Problem description

A regular engine system of the company will be manually preheated every time the version is started. After the preheating, the young generation GC will occasionally appear for 1-2 seconds after the flow is cut in (the flow is not large, and this situation will occur in every service under LB).

After this long pause, each young GENERATION GC pause time was restored to within 20-100ms

2s May not seem like a long time, but compared to the rule engine’s response time of around 10ms, it is still unacceptable; In addition, due to the rule engine response timeout, the order timeout will fail

Problem analysis

After analyzing the GC logs of the system, it is found that 2s pauses occur in the Young GC phase, and each Young GC with long pauses occurs is accompanied by the Promotion of new generation objects.

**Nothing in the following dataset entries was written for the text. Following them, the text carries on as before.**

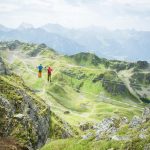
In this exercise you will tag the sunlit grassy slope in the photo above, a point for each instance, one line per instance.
(73, 88)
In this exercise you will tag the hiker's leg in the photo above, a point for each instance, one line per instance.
(48, 77)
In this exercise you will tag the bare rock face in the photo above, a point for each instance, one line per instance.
(23, 116)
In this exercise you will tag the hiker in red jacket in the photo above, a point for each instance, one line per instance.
(49, 73)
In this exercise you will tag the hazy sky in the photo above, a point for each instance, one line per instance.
(77, 13)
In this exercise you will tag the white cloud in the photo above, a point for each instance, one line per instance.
(77, 13)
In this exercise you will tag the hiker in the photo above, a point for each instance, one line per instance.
(49, 73)
(40, 67)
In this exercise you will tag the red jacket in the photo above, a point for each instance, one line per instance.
(49, 70)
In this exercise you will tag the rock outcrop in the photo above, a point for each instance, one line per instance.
(23, 115)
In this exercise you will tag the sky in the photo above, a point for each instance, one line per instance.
(112, 14)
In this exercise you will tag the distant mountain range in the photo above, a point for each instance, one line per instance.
(118, 44)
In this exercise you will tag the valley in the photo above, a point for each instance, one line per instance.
(85, 89)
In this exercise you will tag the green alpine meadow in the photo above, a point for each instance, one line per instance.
(53, 101)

Core JVM parameters (Oracle JDK7)

-Xms10G -Xmx10G -XX:NewSize=4G -XX:PermSize=1g -XX:MaxPermSize=4g -XX:+UseConcMarkSweepGCCopy the code

The first young GC log after startup

The T16 2020-04-23: thou. 108 + 0800: [GC2020-04-23 T16: thou. 108 + 0800: [ParNew2020-04-23 T16: thou. 229 + 0800: [SoftReference, 0 refs, 0.0000950SECs]2020-04-23T16:28:31.229+0800: [WeakReference, 1156 Refs, 0.0001040 secs]2020-04-23T16:28:31.229+0800: [FinalReference, 10410 Refs, 0.0103720 secs]2020-04-23T16:28:31.240+0800: [PhantomReference, 286 Refs, 2 refs, 0.0129420 secs]2020-04-23T16:28:31.253+0800: [JNI Weak Reference, 0.0000000 secs]Desired survivor size 214728704 bytes, new threshold 1 (Max 15) -age 1: 315529928 bytes, 315529928 total- age 2: 40956656 bytes, 356486584 total- age 3: 8408040 bytes, 364894624 total: 3544342K-> 354555k (3574912k), 0.1444710secs] [Times: User sys = = 1.46 0.09, real = 0.15 secs]Copy the code

Long pause young generation GC logs

T17:2020-04-23 and. 514 + 0800: [GC2020-04-23 T17: same. 514 + 0800: [ParNew2020-04-23 T17: disguise. 975 + 0800: [SoftReference, 0 refs, 0.0000660 secS]2020-04-23T17:18:29.975+0800: [WeakReference, 1224 refs, 0.0001400SECs]2020-04-23T17:18:29.975+0800: [FinalReference, 8898 Refs, 0.0149670 secs]2020-04-23T17:18:29.990+0800: [PhantomReference, 600 refs, 1 refs, 0.0344300 secs] 2020-04-23T17:18:30.0025 +0800: [JNI Weak Reference, 0.0000210 secs]Desired survivor size 214728704 bytes, new threshold 15 (Max 15) -age 1: 79203576 bytes, 79203576 total: 3730075K-> 374371k (3774912K), 1.5114000secs] [Times: User sys = = 6.32 0.58, real = 1.51 secs]Copy the code

From the long pause GC log, promotion occurred. After the Young GC, 363M+ objects were promoted to the old age. This promotion operation should be time-consuming (PS: after checking the safepoint reason, there is no exception).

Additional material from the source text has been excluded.